Uli Hoeneß mit Fieber zur WM

Zur Weltmeisterschaft im eigenen Land 1974 legt sich Bundestrainer Helmut Schön bereits früh fest, als er sagt, dass Hoeneß der Star des Turniers würde. Doch so einfach sollte es nicht werden. Hoeneß vergibt viele Chancen. Als dann sogar die BRD das Prestigeduell gegen die DDR verliert, ist die deutsche Presse entsetzt. Das Urteil über Hoeneß' Leistung ist vernichtend: "Lief sich in der ersten Halbzeit halb tot und war vom Pech verfolgt. Nach der Halbzeit musste man Hoeneß auf dem Spielfeld suchen. Er war mausetot und nicht mehr zu sehen", recherchiert Max-Jakob Ost die damalige Einzelkritik nach dem DDR-Spiel.

Dennoch schafft es Deutschland ins Finale - wo ein "typischer Hoeneß", so sein ehemaliger Mitspieler Bernd Dürnberger im "11 Leben"-Podcast, fast den Triumph kostet: "Ich kann mich an das Endspiel 74 erinnern", so Dürnberger über Hoeneß, "wo er mit Fieber ins Endspiel ging." Und nach 60 Sekunden verursacht ein überehrgeiziger Hoeneß auch prompt den Elfmeter, der zum 1:0 für die Niederlande führt. Und dennoch: Deutschland dreht dieses Spiel und somit hat Hoeneß mit 22 Jahren jeden Titel gewonnen, den es zu holen gibt: DFB-Pokal, Meisterschaft, Europapokal, Europameister, Weltmeister.

Doch es ist nicht nur Glück, Ehrgeiz und Physis, in dem Max-Jacob Ost den einmaligen Erfolg von Hoeneß begründet sieht: Er spielt als Verbindungsspieler zwischen Mittelfeld und Angriff. Interpretiert jede Position, auf der er eingesetzt wird, nicht klassisch, sondern anders und neu. Er liefert, was man gegen tiefstehende Mannschaften braucht: Hoeneß bringt mit, was gebraucht wird: "Schnelle Antritte, Sprints in die Lücken der Verteidigung und eine hohe Ausdauer um den direkten Gegenspieler müde zu laufen", so Ost über das Erfolgsrezept von Hoeneß.
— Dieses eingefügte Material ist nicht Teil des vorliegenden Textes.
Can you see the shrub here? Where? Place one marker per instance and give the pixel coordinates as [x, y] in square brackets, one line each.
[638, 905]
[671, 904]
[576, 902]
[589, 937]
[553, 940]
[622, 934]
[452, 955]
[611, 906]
Ein Rezept, das nicht ewig halten soll, denn seine beste Zeit ist da fast vorbei und mit Bayern geht's bald um den Abstieg – dasgibt's dann in der nächsten Folge.

Der Podcast "11 Leben"

Zum Auftakt des neuen Podcast Formats "11 Leben" wird eine der spannendsten Figuren des deutschen Fußballs porträtiert: Uli Hoeneß. Zu Beginn nicht mehr als eine fixe Idee, wurde die Umsetzung für den Podcaster und Sportjournalisten Max-Jacob Ost größer als gedacht. Über zwei Jahre nun recherchiert, liest, telefoniert und interviewt er in akribischer Kleinarbeit, taucht in die Vergangenheit ein, schaut sich private wie auch berufliche Erfolge und Niederlagen ganz genau an. Und er versucht sich an der größten Herausforderung: Uli Hoeneß höchstpersönlich für "11 Leben" vor das Mikro zu bekommen.